The definition for common cause failure was greatly cleaned up…

The original definition was: failure, which is the result of one or more events, causing failures of two or more separate channels in a multiple channel system.

The new definition is: concurrent failures of different devices, resulting from a single event, where these failures are not consequences of each other.

The new definition more clearly indicates that a single situation can cause multiple simultaneous failures of redundancy equipment items.  Also, the new definition includes five additional notes providing more detail, examples, and a bit of insight into why we are concerned about common cause.  I really like Note 3 – The potential for common cause failures reduces the effect of system redundancy or fault tolerance (e.g., increases the probability of failure of two or more channels in a multiple channel system.  This is a point that I always emphasize in training classes that is not always well understood.  There is a limit to the additional risk reduction provided by adding more redundant components.  If you consider even a miniscule amount of common cause, such as a common cause failure “beta” factor of 1%, you will see that adding a second device provides a great additional risk reduction, but the third device (i.e., 1oo3 voting) provides very little benefit over the second, and additional of a fourth is essentially useless.

The definition for common mode was also slightly changed and had notes added.  Not significant enough to talk about…

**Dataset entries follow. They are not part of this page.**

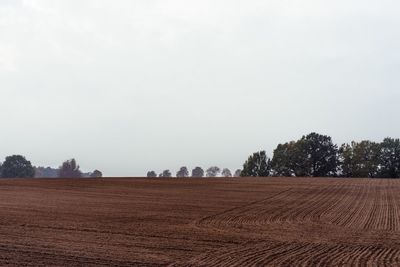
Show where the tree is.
[241,151,271,177]
[206,166,221,177]
[58,159,82,178]
[192,167,204,178]
[147,171,157,178]
[339,140,380,178]
[271,141,298,177]
[221,168,232,177]
[90,170,103,178]
[159,170,172,178]
[378,137,400,178]
[176,167,189,178]
[299,133,338,177]
[1,155,35,178]
[272,133,338,177]
[233,169,242,177]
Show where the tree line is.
[147,132,400,178]
[0,155,103,178]
[147,166,241,178]
[241,133,400,178]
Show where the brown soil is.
[0,178,400,266]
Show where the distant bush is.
[1,155,35,178]
[58,159,82,178]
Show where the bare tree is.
[58,159,82,178]
[221,168,232,177]
[90,170,103,178]
[147,171,157,178]
[176,167,189,178]
[192,167,204,178]
[206,166,221,177]
[159,170,172,178]
[233,169,242,177]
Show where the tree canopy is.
[1,155,35,178]
[58,159,82,178]
[241,151,271,177]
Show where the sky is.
[0,0,400,176]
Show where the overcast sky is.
[0,0,400,176]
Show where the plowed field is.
[0,178,400,266]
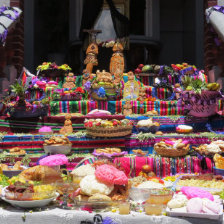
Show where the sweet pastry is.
[44,136,71,145]
[80,175,114,196]
[95,164,128,185]
[72,164,95,177]
[95,148,121,154]
[154,139,190,157]
[59,114,73,135]
[180,187,214,201]
[123,101,133,116]
[176,125,193,134]
[39,154,68,166]
[9,147,26,155]
[19,165,62,184]
[192,140,224,155]
[167,193,188,209]
[87,109,111,116]
[88,193,111,202]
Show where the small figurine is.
[63,72,75,89]
[110,42,124,84]
[96,70,113,84]
[82,69,95,86]
[174,83,182,100]
[59,114,73,135]
[138,87,147,101]
[123,71,139,100]
[123,101,133,116]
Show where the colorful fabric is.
[79,156,214,178]
[114,156,208,177]
[0,135,125,153]
[48,100,184,116]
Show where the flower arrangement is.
[84,119,133,128]
[53,87,87,100]
[37,62,72,71]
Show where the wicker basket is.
[154,144,190,157]
[183,90,222,117]
[91,85,117,100]
[9,106,48,118]
[86,126,132,137]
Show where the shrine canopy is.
[205,6,224,41]
[0,6,22,45]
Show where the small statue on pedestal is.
[63,72,76,89]
[59,114,73,135]
[123,101,133,116]
[110,42,124,85]
[123,71,139,100]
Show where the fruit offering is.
[84,119,132,128]
[213,154,224,169]
[44,136,71,145]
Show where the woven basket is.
[154,144,190,157]
[91,85,117,100]
[183,90,222,117]
[86,126,132,137]
[9,106,48,118]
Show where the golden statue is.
[59,114,73,135]
[84,43,99,74]
[110,42,124,84]
[123,71,139,100]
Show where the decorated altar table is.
[0,207,220,224]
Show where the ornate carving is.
[63,72,76,88]
[110,42,124,84]
[59,114,73,135]
[123,72,139,100]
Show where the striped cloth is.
[79,156,214,178]
[48,100,184,116]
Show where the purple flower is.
[84,81,91,91]
[32,77,39,85]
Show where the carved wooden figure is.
[59,114,73,135]
[110,42,124,84]
[123,101,133,116]
[63,72,75,88]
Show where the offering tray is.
[74,200,117,209]
[173,174,222,193]
[166,205,223,222]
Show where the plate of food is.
[74,193,117,209]
[174,173,224,193]
[93,148,128,158]
[132,149,148,157]
[1,181,59,208]
[43,136,72,154]
[7,147,26,156]
[166,192,223,221]
[0,161,27,177]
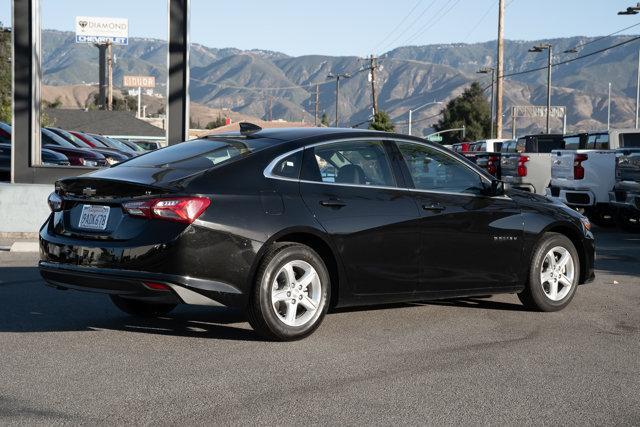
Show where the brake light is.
[47,192,63,212]
[573,154,589,179]
[487,156,500,176]
[142,282,171,291]
[122,197,211,224]
[518,156,529,176]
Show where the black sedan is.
[40,124,594,340]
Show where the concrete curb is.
[9,242,40,252]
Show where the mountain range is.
[42,30,638,135]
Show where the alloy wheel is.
[540,246,575,301]
[271,260,322,326]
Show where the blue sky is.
[0,0,640,56]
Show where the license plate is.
[78,205,109,230]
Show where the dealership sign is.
[123,76,156,89]
[75,16,129,45]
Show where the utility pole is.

Another term was added – 3.2.8  compensating measure.  The name that we at Kenexis had always used for this, as can be seen in the bypass risk analysis worksheets in the resources section of the web site, is “alternate protection plan”.  In essence, a “compensating measure” is the alternate action that is taken to replace a SIF that has been removed from service in order to repair a failed component.  The official definition is: planned and documented methods for managing risks that are implemented temporarily during any period of maintenance or process operation with known dangerous faults or dangerous failures in the SIS.